In the signature ensemble work, “Traces of Brush,” (2004) redirects our attention to imagine, the wielding of a fan dance by Weiwei, and this single act of creation by the ensemble represents myth-making and human creativity. The nature of the piece summons the 2018 Fall Home Season, as well, called mask (MianJu) performed by Lui Mo. This piece integrated Chinese calligraphy as well as in the 2018 commissioned piece for Lui Mo. The faculties of speech and calligraphy become larger movements on a dance stage. Following Lin’s aesthetic choices through the years reveals the change that influences his movement and form.

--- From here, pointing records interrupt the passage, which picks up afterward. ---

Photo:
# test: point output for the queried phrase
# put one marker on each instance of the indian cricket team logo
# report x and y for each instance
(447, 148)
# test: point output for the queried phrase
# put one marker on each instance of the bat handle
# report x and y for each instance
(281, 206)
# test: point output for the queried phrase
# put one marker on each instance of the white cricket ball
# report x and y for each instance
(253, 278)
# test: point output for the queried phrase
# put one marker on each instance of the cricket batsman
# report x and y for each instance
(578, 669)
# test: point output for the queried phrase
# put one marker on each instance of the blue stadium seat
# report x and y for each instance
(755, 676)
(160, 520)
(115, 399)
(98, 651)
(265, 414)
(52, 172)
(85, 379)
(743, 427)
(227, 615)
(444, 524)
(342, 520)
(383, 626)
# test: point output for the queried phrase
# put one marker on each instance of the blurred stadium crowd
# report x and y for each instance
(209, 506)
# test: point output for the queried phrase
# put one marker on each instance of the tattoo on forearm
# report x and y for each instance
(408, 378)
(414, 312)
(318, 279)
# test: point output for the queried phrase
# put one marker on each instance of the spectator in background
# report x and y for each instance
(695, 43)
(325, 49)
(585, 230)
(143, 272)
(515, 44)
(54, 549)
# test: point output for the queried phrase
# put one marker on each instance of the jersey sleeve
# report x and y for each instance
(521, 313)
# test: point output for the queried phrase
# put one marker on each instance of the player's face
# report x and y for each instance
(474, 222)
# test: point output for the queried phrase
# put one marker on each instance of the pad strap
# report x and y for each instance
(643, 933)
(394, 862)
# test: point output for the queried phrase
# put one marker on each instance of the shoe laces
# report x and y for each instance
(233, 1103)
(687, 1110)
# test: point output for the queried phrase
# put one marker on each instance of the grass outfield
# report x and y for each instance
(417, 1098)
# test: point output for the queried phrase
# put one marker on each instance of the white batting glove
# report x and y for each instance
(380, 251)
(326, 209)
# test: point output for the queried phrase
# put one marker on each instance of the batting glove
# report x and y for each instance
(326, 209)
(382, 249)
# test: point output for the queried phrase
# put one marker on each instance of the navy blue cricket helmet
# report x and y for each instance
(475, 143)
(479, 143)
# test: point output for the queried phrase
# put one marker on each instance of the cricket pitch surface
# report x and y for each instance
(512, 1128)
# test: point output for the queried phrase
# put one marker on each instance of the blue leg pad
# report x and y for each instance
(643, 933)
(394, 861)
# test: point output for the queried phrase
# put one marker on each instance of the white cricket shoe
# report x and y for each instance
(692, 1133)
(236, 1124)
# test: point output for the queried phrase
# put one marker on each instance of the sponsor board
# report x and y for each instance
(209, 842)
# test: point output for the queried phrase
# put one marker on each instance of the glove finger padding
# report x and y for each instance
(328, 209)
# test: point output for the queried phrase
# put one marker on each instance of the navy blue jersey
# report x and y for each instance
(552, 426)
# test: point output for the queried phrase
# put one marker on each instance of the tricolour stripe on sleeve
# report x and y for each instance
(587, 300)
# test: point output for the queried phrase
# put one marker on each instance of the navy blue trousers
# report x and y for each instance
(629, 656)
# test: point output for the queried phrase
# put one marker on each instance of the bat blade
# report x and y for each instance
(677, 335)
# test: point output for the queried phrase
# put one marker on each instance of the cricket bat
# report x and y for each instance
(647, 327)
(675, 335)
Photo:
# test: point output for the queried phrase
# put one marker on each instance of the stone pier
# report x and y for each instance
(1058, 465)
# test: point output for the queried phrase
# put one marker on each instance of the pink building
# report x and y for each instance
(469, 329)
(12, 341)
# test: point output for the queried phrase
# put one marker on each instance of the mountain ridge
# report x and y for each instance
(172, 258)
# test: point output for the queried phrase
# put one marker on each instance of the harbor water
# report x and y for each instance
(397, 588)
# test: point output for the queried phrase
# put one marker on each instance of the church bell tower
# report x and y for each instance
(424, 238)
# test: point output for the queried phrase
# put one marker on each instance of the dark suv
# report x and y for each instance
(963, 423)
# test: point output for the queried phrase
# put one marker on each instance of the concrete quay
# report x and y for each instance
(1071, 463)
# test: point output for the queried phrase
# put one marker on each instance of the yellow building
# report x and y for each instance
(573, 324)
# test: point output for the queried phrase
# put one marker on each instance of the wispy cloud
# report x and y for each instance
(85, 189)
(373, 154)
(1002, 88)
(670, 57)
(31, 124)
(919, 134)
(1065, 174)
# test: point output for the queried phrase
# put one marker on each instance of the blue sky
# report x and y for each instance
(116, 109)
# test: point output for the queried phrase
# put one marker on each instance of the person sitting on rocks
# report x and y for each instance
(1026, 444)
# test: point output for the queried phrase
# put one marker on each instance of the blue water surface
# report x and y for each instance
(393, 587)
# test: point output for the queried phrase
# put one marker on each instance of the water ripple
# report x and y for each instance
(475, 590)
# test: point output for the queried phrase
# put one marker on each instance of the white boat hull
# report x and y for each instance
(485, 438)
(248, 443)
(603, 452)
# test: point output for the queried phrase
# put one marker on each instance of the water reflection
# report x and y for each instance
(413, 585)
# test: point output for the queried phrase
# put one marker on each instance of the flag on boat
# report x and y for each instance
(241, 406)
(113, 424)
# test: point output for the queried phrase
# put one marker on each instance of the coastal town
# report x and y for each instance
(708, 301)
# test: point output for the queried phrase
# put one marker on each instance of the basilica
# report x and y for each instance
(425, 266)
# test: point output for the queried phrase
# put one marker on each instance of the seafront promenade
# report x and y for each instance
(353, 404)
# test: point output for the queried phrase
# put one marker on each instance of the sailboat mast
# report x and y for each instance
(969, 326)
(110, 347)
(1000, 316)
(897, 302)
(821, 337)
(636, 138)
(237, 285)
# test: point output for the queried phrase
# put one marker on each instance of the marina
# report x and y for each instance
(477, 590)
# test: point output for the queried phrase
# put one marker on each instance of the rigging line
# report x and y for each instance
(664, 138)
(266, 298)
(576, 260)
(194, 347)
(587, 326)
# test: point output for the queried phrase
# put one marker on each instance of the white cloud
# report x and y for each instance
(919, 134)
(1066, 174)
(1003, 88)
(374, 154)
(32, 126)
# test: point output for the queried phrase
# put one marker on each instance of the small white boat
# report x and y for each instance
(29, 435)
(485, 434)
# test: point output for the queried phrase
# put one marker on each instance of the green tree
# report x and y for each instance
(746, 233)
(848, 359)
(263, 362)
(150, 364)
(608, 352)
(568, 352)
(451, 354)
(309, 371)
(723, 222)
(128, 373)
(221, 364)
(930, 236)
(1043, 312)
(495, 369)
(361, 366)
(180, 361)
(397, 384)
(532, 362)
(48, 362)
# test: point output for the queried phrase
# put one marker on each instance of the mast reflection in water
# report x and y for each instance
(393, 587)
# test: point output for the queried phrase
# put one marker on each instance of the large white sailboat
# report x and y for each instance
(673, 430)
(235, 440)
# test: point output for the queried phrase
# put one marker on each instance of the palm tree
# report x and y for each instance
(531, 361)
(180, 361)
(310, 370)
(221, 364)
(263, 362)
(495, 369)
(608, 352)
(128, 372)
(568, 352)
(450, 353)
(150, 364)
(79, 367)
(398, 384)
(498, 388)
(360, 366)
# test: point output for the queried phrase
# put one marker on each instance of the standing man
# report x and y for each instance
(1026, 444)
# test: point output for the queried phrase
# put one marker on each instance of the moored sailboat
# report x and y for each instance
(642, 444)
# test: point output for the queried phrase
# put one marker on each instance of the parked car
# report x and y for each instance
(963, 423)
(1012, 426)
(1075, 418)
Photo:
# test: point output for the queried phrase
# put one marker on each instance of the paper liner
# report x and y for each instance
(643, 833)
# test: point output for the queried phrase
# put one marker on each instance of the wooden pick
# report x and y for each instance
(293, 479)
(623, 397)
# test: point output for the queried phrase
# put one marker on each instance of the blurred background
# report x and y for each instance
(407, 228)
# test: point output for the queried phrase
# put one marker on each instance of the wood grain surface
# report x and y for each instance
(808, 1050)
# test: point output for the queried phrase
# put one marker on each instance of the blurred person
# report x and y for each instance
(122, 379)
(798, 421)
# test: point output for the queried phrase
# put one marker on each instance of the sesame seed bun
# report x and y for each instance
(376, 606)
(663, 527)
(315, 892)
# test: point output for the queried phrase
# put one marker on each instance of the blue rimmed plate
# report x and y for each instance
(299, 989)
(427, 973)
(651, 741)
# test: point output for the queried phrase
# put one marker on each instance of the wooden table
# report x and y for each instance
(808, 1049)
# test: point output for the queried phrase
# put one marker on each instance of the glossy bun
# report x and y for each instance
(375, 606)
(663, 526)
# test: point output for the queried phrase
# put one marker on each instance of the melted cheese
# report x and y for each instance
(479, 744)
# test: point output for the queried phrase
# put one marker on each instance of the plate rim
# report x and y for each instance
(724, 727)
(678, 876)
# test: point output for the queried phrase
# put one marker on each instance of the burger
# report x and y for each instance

The experimental composition of the next piece created for KYL/D’s senior dance artists in 2022, “Wind 2,” comes to fruition with the help of three choreographers working together. Gus Solomon Jr., and Pallabi Chakravorty during the pandemic with Lin, that gave one another tasks in conversations with their bodies, “Where Is My B-O-D-Y.” The piece was about change, and aging to gesture to the body. These fellow artists working with physical limitations and aging bodies discovered the epitome which became “Wind,” a very immersive dance piece. Granted, in 2021 the premiere of Wind performed by Kun-Yang Lin, shared virtually to an empty auditorium, a modern proscenium theatre that seats 936, that evening KYL/Dancers and stage crew were the only inhabitants. The epitomical lighting switch on March 10th, 2023 was equally effective when the lights of the Mandell Theatre shined back on the audience creating an unusual show of shadows and bright highlights.